Değişen iklim ve hava olayları düşünülmeden yapılan bu kontrolsüz yapılanmaların, şehirde yarattığı etkilerden bir diğeri de enerji kullanımı artırmasıdır. Rüzgar şehirleşme dolayısıyla oluşan nemi, binaların yapısal şekli yüzünden dağıtamıyor. Hissedilen sıcaklık artarken klima kullanımı ve dolayısıyla enerji sarfiyatı artmış oluyor. Şehirleşmenin yarattığı etkiler sadece bu kadarla sınırlı değil. Son zamanlarda yaz geceleri daha sıcak ve bunaltıcı değil mi? İşte bunun sebebi Dünya’dan uzaya gitmesi gereken güneş ışınlarının dar alanlardaki yüksek binalar tarafından tekrar tekrar absorbe edilmesi ve gece sıcaklığını arttırmasıdır. Bu etki kış aylarında da olduğu için yazın klima ile aldığını kışın doğalgazla geri veriyor deyip belki iyimser düşünebilirsiniz ama önce yazının tamamını okumanızı rica ediyorum.

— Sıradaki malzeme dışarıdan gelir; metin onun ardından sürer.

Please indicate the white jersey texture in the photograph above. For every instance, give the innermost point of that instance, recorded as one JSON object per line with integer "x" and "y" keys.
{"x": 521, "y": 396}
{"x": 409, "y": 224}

Aşırı sıcaklar ve beraberinde getirdiği sağlıksız koşullar insan hayatını tehlikeye sokuyor. Fransa Ulusal Sağlık ve Tıbbi Araştırma Enstitüsü’ne göre Avrupa’da 2003 yılında 70 binden fazla kişi aşırı sıcaklardan dolayı hayatını kaybetti. İklim şartları düşünülmeden yapılan imar ve artan şehirleşme çoğunlukla kötü sonuçlar ile bizi doğrudan etkileyecektir. Bunu örneklerle de görüyoruz ama umarım değişen Dünya’ya daha doğrusu zorla değiştirdiğimiz Dünya’ya dolayısıyla doğaya hak ettiği değeri gösteririz.